Инари Учиха-Хьюга
Он не говорил. Не сразу.
В этой тишине было больше смысла, чем в любых словах. Потому что есть моменты, когда говорить — значит предать чувство. И он не предал.
Когда Минари опустила голову ему на плечо, он не испугался её боли, не отшатнулся от неё, не стал прогонять тяжёлое молчание — он просто обнял её чуть крепче. Словно тишина между ними должна была стать убежищем. Щитом. Домом.
Слёзы, что катились по его одежде, были не просто слёзы — они были крик. Беззвучный, выстраданный. Крик не той, кто слаб, а той, кто больше не может держать всё внутри. И он знал: раз она плачет — значит, что-то в ней ещё живо. Не сломано. Не погибло.
Они шли. Медленно.
По переулкам, где даже воздух казался забытым, где пахло сыростью, прогнившими воспоминаниями и чем-то почти мертвым.
Улицы, в которых будто эхо плакало вместе с ними. Стены, на которых никто не писал признаний, но которые всё слышали.
В этом городе, полном ржавчины, яда и чужих масок, они были настоящими. Без масок.
Минари говорила, и каждое её слово резало, как битое стекло. Словно она не говорила, а вынимала занозы, застрявшие слишком глубоко. А он — молчал. Слушал. Не перебивал. Позволял быть. Позволял ей быть. Такой, какая она есть.
Когда она сказала про мать, он выдохнул. Но это был не вздох сожаления и не усталости — это был тихий вдох принятия.
Как человек, который не ищет объяснений. Лишь чувствует.
Инари знал, что воспоминания — самые жестокие призраки. Не потому, что пугают, а потому что когда-то были домом. И теперь — больше нет.
— Потому что ты живая, — сказал он, мягко, но с какой-то глубокой тяжестью в голосе, как будто каждое слово отливалось из свинца и света одновременно. — Вот почему она приходит.
Потому что ты всё ещё хочешь, чтобы хоть один раз она стала той, кем должна была быть. Мамой. Твоей. Настоящей.
Он на мгновение остановился, всматриваясь в пронизывающую их переулочную темноту. Там не было света, но его слова будто сами светились изнутри.
— Ты не злишься на неё, Минари. Не по-настоящему. Ты скучаешь. Ты хочешь понять. Хочешь простить, даже если не можешь. Ты всё ещё ждёшь — хоть взгляд, хоть жест, хоть дыхание в ту сторону. Вот почему эти сны больнее всех ран.
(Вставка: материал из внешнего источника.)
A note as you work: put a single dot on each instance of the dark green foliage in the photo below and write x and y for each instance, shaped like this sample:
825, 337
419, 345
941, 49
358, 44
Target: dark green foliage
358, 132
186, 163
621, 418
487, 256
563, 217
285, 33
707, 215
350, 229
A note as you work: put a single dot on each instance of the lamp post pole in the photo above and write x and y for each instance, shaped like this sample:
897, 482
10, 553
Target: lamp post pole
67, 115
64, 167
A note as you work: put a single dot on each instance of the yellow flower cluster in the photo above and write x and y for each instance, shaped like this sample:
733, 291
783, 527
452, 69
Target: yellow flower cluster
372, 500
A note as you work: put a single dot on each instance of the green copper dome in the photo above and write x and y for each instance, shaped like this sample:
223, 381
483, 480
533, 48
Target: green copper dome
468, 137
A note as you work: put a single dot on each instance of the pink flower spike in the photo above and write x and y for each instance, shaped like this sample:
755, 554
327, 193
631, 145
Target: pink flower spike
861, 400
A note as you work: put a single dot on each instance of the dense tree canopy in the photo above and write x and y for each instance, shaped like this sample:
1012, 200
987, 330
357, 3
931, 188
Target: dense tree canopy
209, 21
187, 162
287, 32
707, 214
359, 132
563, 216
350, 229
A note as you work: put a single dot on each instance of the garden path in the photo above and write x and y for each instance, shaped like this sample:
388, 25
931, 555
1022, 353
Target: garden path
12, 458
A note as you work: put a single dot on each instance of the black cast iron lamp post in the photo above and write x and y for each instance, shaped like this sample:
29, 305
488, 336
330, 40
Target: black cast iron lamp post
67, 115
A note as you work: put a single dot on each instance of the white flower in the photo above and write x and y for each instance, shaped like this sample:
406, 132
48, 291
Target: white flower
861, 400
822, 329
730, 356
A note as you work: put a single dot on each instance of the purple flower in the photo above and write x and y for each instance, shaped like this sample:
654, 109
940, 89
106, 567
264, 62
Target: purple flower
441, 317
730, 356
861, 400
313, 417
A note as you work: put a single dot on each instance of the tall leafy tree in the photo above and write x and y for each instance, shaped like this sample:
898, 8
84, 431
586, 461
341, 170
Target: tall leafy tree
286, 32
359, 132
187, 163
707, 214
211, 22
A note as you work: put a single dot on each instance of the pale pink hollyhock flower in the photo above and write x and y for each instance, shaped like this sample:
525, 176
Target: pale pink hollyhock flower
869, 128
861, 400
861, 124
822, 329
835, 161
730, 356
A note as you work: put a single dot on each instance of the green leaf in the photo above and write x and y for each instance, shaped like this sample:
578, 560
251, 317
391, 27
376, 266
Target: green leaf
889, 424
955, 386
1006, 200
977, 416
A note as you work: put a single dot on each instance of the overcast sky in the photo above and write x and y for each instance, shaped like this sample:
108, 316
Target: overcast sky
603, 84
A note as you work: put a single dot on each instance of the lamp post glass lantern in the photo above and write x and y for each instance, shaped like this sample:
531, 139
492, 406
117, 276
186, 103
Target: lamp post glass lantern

Потому что они — надежда, которая знает, что ей не сбыться.
Он повернулся к ней. Его ладони нашли её руки — не для утешения, а для силы. Он не пытался согреть её — он делился своей теплотой, своей верой.
Взгляд его был спокоен. Но в этой тишине глаз было что-то несокрушимое. Нечто, что делает мужчину — опорой. Не бронёй, а опорой.
— И это не делает тебя слабой. Это делает тебя настоящей.
Ты не обязана любить тех, кто тебя предал. И не обязана забыть то, что тебя убивало.
Но ты обязана — дышать. Жить. Идти вперёд. Не ради них. Ради себя. Ради нас.
Он отпустил одну из её ладоней, но другую сжал крепче — как якорь.
И другой рукой коснулся её головы. Осторожно, с почтением, с нежностью. Как когда-то делал отец. Как делают те, кто не боится быть нежным.
— Я не дам прошлому сломать тебя.
Я не позволю твоим снам затянуть тебя в бездну.
Ты прошла сквозь Ад. И ты вышла. Живая. Целая.
Теперь я твой дом. Я — твоя стена, твоя спина, твоя память.
Ты можешь падать. Я буду рядом.
Ты можешь забыть, кто ты. Я напомню.
Ты можешь не выдержать. Я выдержу за тебя, пока ты не вспомнишь, как.
Он обнял её. Не как в детстве. И не как шиноби, что делят боль.
Он обнял её как брат, у которого больше ничего нет — кроме сестры.
И потому это было крепче всех клятв, всех техник, всех великих слов.
Ветер усилился, вместе с дождём. Патруль прошёл мимо, не заметив их, как будто сами переулки решили скрыть эту сцену от чужих глаз.
И Инари стоял. И держал. И не отпускал.
— Завтра… всё начнётся заново, — проговорил он почти шёпотом, будто заклинание.
— Не потому, что ты должна. А потому что ты сможешь.
И в этой тишине, пропитанной сыростью, болью и чем-то древним — этим ты сможешь он будто возвращал её к жизни.
Не быстро. Не волшебно. Но, верно.
И даже небо, хмурое и равнодушное, казалось, ненадолго стало тише.
Потому что в этот миг брат держал свою сестру — и этого было достаточно, чтобы целый мир не рухнул.